14. Januar 2021

Dezernentin zieht Bilanz des digitalen Schulstarts

Dr. Christiane Schmahl: „Einführung von I-Serv war ein wichtiger Schritt“ / Landrätin Schneider gibt Überblick zu Breitbandausbau

Landkreis Gießen. Vier Tage nach dem weitgehend digitalen Schulstart im Landkreis Gießen zieht Schuldezernentin Dr. Christiane Schmahl Bilanz: Zwar habe es gerade zu Beginn an einigen Schulen technische Probleme beim Unterricht per Computer zuhause gegeben, bereits kurz danach sei die Situation aber schon wieder besser gewesen. „Wir sind in einer Ausnahmesituation. Und bestimmte Dinge lassen sich vorher nicht simulieren“, sagt Schmahl.

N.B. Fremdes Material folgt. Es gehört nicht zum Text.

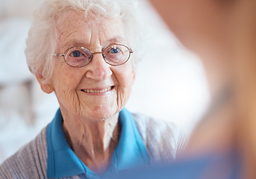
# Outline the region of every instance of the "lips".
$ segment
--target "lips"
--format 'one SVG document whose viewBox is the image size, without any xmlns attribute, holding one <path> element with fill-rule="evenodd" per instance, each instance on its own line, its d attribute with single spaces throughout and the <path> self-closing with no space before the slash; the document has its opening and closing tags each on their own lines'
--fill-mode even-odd
<svg viewBox="0 0 256 179">
<path fill-rule="evenodd" d="M 87 92 L 87 93 L 103 93 L 103 92 L 109 92 L 114 87 L 114 86 L 101 90 L 81 90 L 82 92 Z"/>
</svg>

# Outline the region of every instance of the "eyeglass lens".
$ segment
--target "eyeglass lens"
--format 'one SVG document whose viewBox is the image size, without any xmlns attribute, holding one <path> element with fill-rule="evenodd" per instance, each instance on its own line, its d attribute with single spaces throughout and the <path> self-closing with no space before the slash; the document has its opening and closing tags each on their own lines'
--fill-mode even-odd
<svg viewBox="0 0 256 179">
<path fill-rule="evenodd" d="M 66 51 L 64 58 L 69 65 L 81 67 L 90 62 L 93 54 L 86 48 L 74 47 Z M 107 63 L 118 66 L 125 63 L 129 59 L 130 50 L 125 45 L 114 44 L 103 48 L 102 54 Z"/>
</svg>

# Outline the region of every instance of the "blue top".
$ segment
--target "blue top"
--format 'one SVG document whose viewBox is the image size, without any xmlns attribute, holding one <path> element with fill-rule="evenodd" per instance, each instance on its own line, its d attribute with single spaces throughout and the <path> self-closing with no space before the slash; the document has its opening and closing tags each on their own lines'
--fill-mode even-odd
<svg viewBox="0 0 256 179">
<path fill-rule="evenodd" d="M 110 174 L 149 164 L 149 156 L 131 114 L 123 109 L 119 117 L 121 134 L 111 163 L 102 178 Z M 49 125 L 47 139 L 47 178 L 67 178 L 83 175 L 85 178 L 100 178 L 73 152 L 63 131 L 63 117 L 59 109 Z"/>
</svg>

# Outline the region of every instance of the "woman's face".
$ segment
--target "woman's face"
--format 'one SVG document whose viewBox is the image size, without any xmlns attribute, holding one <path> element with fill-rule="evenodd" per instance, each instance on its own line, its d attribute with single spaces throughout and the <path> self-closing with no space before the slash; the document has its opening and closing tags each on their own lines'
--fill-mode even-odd
<svg viewBox="0 0 256 179">
<path fill-rule="evenodd" d="M 87 18 L 84 13 L 70 10 L 63 13 L 57 25 L 59 41 L 55 53 L 64 54 L 75 46 L 99 52 L 113 43 L 129 46 L 120 19 L 93 19 Z M 134 81 L 132 55 L 131 58 L 123 65 L 113 66 L 107 64 L 101 54 L 94 54 L 89 64 L 75 68 L 66 63 L 63 57 L 56 57 L 49 85 L 62 113 L 102 120 L 119 112 L 129 98 Z"/>
</svg>

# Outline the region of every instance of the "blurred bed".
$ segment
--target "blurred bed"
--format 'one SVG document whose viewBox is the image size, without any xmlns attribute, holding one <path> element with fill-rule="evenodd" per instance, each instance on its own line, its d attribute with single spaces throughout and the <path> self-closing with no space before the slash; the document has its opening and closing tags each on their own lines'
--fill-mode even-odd
<svg viewBox="0 0 256 179">
<path fill-rule="evenodd" d="M 54 94 L 41 91 L 24 54 L 38 1 L 0 0 L 0 163 L 32 139 L 58 107 Z M 210 101 L 204 70 L 143 4 L 149 40 L 127 108 L 172 121 L 189 134 Z"/>
</svg>

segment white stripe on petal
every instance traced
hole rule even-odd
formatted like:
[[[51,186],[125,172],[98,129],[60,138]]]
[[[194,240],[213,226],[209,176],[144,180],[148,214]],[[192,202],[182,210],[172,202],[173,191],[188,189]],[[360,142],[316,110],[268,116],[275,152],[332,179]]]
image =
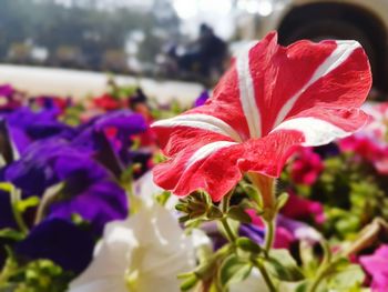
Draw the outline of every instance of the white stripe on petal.
[[[270,132],[273,133],[278,130],[296,130],[303,132],[305,135],[303,145],[305,147],[324,145],[336,138],[345,138],[351,134],[351,132],[346,132],[333,123],[312,117],[285,121]]]
[[[237,143],[235,142],[228,142],[228,141],[217,141],[213,143],[208,143],[206,145],[203,145],[197,151],[194,152],[194,154],[188,159],[186,163],[186,170],[192,167],[195,162],[200,160],[204,160],[205,158],[213,154],[215,151],[218,151],[219,149],[227,148],[231,145],[235,145]]]
[[[297,100],[300,98],[300,95],[312,85],[314,84],[318,79],[327,75],[333,70],[338,68],[341,63],[344,63],[349,56],[359,47],[361,47],[357,41],[336,41],[337,48],[331,52],[331,54],[317,68],[317,70],[314,72],[313,77],[308,82],[298,91],[296,92],[287,102],[283,105],[283,108],[279,110],[274,128],[278,125],[292,111],[294,108],[294,104],[297,102]]]
[[[249,51],[243,50],[236,61],[239,101],[249,128],[251,138],[262,137],[262,118],[256,104],[255,90],[249,69]]]
[[[232,138],[242,142],[238,133],[223,120],[204,113],[182,114],[175,118],[154,122],[151,127],[190,127],[202,129]]]

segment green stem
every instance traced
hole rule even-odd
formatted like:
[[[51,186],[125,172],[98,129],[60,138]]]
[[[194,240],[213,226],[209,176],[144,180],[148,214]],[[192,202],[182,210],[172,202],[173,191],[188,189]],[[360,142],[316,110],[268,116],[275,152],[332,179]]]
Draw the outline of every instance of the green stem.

So war der Grundschulserver der Schulplattform I-Serv am Montag abgestürzt. „Während die Hessische Schulplattform an den drei Tagen vor Weihnachten in die Knie ging, hat I-Serv bei uns damals gut funktioniert“, vergleicht Schmahl. Am vergangenen Montag jedoch führten etwa 7000 zeitgleiche Zugriffe auf das Videomodul zum Absturz. In der Nacht zum Dienstag wurde technische Abhilfe geschaffen. Die starke Videonutzung habe auch zu einzelnen Problemen bei Servern weiterführender Schulen geführt, erklärt Schmahl. „Am Mittwoch hat eine Abfrage an den weiterführenden Schulen dann ergeben, dass die Server laufen“, berichtet Schmahl. Das Videomodul werde genutzt, die meisten Lehrkräfte und Schüler*innen nähmen jedoch das Microsoft-Tool „Teams“ in Anspruch. „Diese Lösung hat das Land gestattet, viele Landkreise nutzen sie auch in normalen Zeiten.“ Bei technischen Problemen stehe jederzeit das Supportteam des Landkreises bereit.

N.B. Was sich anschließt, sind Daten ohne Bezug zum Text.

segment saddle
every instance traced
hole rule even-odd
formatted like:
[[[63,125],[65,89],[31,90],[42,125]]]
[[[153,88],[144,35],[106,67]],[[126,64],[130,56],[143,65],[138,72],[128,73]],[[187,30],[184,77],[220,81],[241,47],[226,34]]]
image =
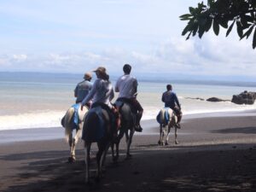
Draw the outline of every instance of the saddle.
[[[132,113],[134,113],[134,114],[137,113],[137,111],[136,111],[135,108],[133,107],[132,102],[131,102],[130,99],[124,98],[124,97],[118,98],[117,101],[114,102],[114,106],[117,106],[118,108],[121,108],[125,103],[127,103],[130,106],[131,111],[132,112]]]

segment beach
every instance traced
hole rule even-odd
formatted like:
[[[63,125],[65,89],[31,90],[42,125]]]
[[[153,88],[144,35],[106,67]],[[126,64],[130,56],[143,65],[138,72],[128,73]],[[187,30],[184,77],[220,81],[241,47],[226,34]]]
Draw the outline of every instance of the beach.
[[[124,138],[118,163],[112,162],[108,151],[99,183],[94,181],[96,146],[92,146],[90,185],[84,183],[82,142],[73,164],[67,163],[64,138],[2,143],[0,191],[254,191],[255,122],[255,111],[184,116],[179,144],[174,143],[172,130],[167,146],[157,144],[155,120],[144,122],[148,127],[135,134],[131,159],[125,160]],[[64,137],[63,128],[49,131],[59,131]]]

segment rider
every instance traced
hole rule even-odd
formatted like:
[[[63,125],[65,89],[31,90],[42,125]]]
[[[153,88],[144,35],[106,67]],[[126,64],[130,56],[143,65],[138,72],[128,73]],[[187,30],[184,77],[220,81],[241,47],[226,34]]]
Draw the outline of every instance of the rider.
[[[162,95],[162,102],[165,102],[165,108],[170,108],[174,111],[177,118],[177,127],[180,129],[181,127],[179,123],[182,119],[182,111],[176,93],[172,91],[172,86],[171,84],[167,84],[166,89],[167,90]]]
[[[91,74],[90,73],[85,73],[84,75],[84,81],[79,83],[74,90],[74,96],[76,99],[76,104],[73,105],[72,108],[75,110],[75,117],[78,119],[78,109],[79,108],[79,104],[83,101],[83,99],[88,95],[90,90],[92,87],[92,84],[90,83],[91,80]],[[90,107],[90,102],[87,103],[87,106]],[[62,126],[64,127],[64,115],[61,120]]]
[[[92,88],[91,74],[85,73],[84,79],[84,80],[79,83],[74,90],[74,96],[77,97],[76,103],[81,102]]]
[[[118,79],[115,84],[115,91],[119,92],[118,100],[126,100],[131,104],[133,109],[136,111],[135,131],[142,132],[143,128],[140,125],[140,120],[143,117],[143,108],[137,100],[137,81],[136,78],[130,75],[131,66],[129,64],[124,65],[123,71],[125,74]]]
[[[99,67],[94,72],[96,74],[97,79],[94,82],[87,96],[82,101],[81,109],[83,110],[83,107],[92,99],[91,108],[101,106],[107,110],[108,113],[111,116],[112,125],[117,128],[118,125],[116,125],[115,121],[117,114],[110,102],[114,96],[114,93],[112,84],[109,81],[109,76],[107,74],[106,68],[103,67]]]

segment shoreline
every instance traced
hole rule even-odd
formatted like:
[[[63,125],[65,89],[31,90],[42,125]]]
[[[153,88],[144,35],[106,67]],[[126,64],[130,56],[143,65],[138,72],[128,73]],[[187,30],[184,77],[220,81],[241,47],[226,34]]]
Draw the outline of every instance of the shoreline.
[[[222,112],[222,113],[207,113],[186,114],[183,116],[181,125],[189,123],[195,119],[236,119],[241,117],[254,117],[256,110],[246,110],[242,112]],[[159,124],[155,119],[145,119],[142,121],[143,131],[142,133],[135,132],[135,135],[158,135]],[[190,132],[183,132],[181,134],[191,134]],[[0,146],[17,142],[28,141],[44,141],[64,138],[64,128],[50,127],[50,128],[26,128],[16,130],[2,130],[0,131]]]
[[[0,145],[0,191],[254,191],[256,116],[186,119],[177,131],[177,145],[173,130],[167,146],[157,144],[158,127],[150,131],[155,134],[135,134],[131,160],[125,160],[124,138],[118,163],[112,162],[108,151],[100,183],[94,181],[97,149],[93,143],[91,185],[84,182],[83,142],[77,146],[77,161],[68,164],[63,131],[61,139]]]

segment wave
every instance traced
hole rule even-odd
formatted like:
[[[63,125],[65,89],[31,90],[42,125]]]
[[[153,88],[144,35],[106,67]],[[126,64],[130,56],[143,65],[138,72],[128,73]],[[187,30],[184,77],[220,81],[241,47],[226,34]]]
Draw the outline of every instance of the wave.
[[[63,111],[44,111],[0,116],[0,130],[49,128],[61,126]]]
[[[212,106],[219,105],[218,108]],[[246,110],[255,110],[254,105],[230,105],[224,106],[221,103],[212,103],[211,108],[207,105],[197,105],[196,108],[183,108],[183,115],[189,114],[205,114],[218,112],[242,112]],[[142,120],[155,119],[160,108],[145,107]],[[1,115],[1,130],[19,130],[19,129],[34,129],[34,128],[50,128],[61,127],[61,119],[66,113],[66,111],[47,110],[38,111],[34,113],[20,113],[18,115]]]

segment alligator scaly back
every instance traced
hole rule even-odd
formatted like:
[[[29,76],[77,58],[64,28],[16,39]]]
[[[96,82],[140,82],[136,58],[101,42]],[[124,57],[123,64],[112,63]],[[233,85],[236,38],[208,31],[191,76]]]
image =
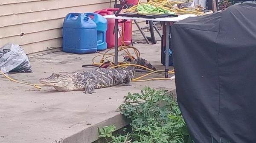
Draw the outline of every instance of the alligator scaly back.
[[[155,70],[149,62],[142,58],[135,60],[131,63]],[[58,91],[82,90],[85,93],[92,93],[95,89],[122,84],[130,86],[130,82],[134,78],[137,68],[138,67],[128,66],[124,68],[113,69],[100,68],[81,73],[73,72],[65,75],[52,73],[48,78],[40,79],[40,81],[53,87]]]

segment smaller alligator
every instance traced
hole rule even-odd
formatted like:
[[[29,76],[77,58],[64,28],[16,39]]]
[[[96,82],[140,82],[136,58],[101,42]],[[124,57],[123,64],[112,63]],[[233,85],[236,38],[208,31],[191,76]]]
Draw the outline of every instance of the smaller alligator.
[[[153,70],[154,67],[141,58],[131,64],[143,66]],[[135,74],[138,67],[128,66],[124,68],[99,68],[81,73],[73,72],[67,74],[53,73],[49,77],[40,79],[41,83],[53,87],[57,91],[84,90],[84,93],[91,94],[95,89],[108,87],[124,84],[130,86],[130,82]]]

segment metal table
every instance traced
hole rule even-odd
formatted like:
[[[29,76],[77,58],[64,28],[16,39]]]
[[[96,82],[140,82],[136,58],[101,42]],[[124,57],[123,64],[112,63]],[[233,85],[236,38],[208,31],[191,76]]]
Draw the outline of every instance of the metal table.
[[[211,13],[212,12],[209,12]],[[207,13],[206,13],[207,14]],[[114,14],[108,15],[104,16],[103,17],[106,19],[112,19],[115,20],[115,65],[118,64],[118,20],[148,20],[148,21],[161,21],[163,22],[163,24],[166,26],[166,51],[169,50],[169,42],[171,34],[170,33],[170,22],[175,22],[181,20],[183,20],[189,17],[195,17],[198,16],[194,14],[187,14],[179,15],[177,17],[169,17],[166,18],[157,18],[156,19],[144,18],[140,17],[116,17]],[[165,62],[165,78],[168,78],[168,72],[169,70],[169,52],[166,52],[166,62]]]

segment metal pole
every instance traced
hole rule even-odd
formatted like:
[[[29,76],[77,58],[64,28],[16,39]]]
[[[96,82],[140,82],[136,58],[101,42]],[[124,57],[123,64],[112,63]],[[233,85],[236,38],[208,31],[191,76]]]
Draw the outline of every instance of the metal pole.
[[[145,34],[143,31],[143,30],[142,30],[142,29],[141,29],[141,28],[140,28],[140,27],[139,25],[139,24],[138,24],[137,21],[136,21],[136,20],[133,20],[133,21],[134,22],[134,23],[135,23],[135,24],[136,24],[136,25],[138,27],[138,28],[139,28],[139,30],[140,30],[140,33],[141,33],[141,34],[142,34],[142,36],[145,39],[145,40],[146,40],[146,41],[147,42],[147,43],[148,44],[149,44],[149,41],[148,41],[148,38],[147,38],[146,35],[145,35]]]
[[[169,71],[169,48],[170,42],[170,23],[169,22],[165,22],[166,25],[166,67],[165,78],[168,78],[168,71]]]
[[[115,65],[118,64],[118,19],[115,20]]]

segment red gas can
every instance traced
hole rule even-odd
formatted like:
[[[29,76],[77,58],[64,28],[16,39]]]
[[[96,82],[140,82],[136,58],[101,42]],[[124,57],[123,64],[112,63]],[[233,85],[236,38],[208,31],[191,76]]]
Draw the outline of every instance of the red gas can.
[[[127,1],[128,4],[137,5],[139,3],[139,0],[126,0],[126,1]],[[121,1],[121,3],[122,4],[122,3]]]
[[[106,8],[102,10],[107,11],[111,11],[112,13],[112,14],[113,14],[113,11],[118,11],[119,8]],[[122,20],[121,20],[122,21]],[[128,46],[131,44],[131,40],[132,38],[132,21],[130,20],[127,20],[125,22],[124,24],[123,23],[120,23],[119,24],[119,27],[120,27],[121,29],[123,29],[124,31],[122,31],[122,36],[123,35],[124,39],[124,45]],[[124,26],[123,28],[122,26]]]
[[[98,14],[102,16],[113,14],[112,12],[105,10],[97,11],[95,11],[94,13]],[[106,31],[106,42],[107,42],[107,48],[113,48],[115,46],[115,34],[113,34],[115,28],[115,20],[108,19],[108,29]],[[122,20],[119,20],[121,21]],[[122,25],[120,23],[119,25],[118,28],[120,33],[122,32]],[[120,26],[121,25],[121,26]],[[118,34],[118,46],[121,46],[122,44],[122,37],[120,34]]]

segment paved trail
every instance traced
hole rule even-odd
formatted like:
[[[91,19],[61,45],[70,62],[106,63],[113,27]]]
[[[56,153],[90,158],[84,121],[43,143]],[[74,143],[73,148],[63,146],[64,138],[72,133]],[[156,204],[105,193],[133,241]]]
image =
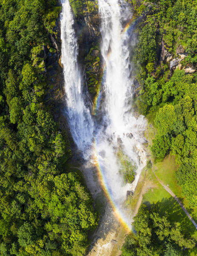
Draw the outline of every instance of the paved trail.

Die Startprobleme seien keine gewesen, die nur den Landkreis Gießen betrafen, erklärt Schmahl. Ebenso sei die Nutzung von I-Serv hier keine Besonderheit: Die Plattform werde nicht nur flächendeckend in Niedersachsen, sondern auch andernorts in Hessen eingesetzt – etwa im Lahn-Dill-Kreis und dem Vogelsbergkreis oder an einigen Schulen im Main-Kinzig-Kreis.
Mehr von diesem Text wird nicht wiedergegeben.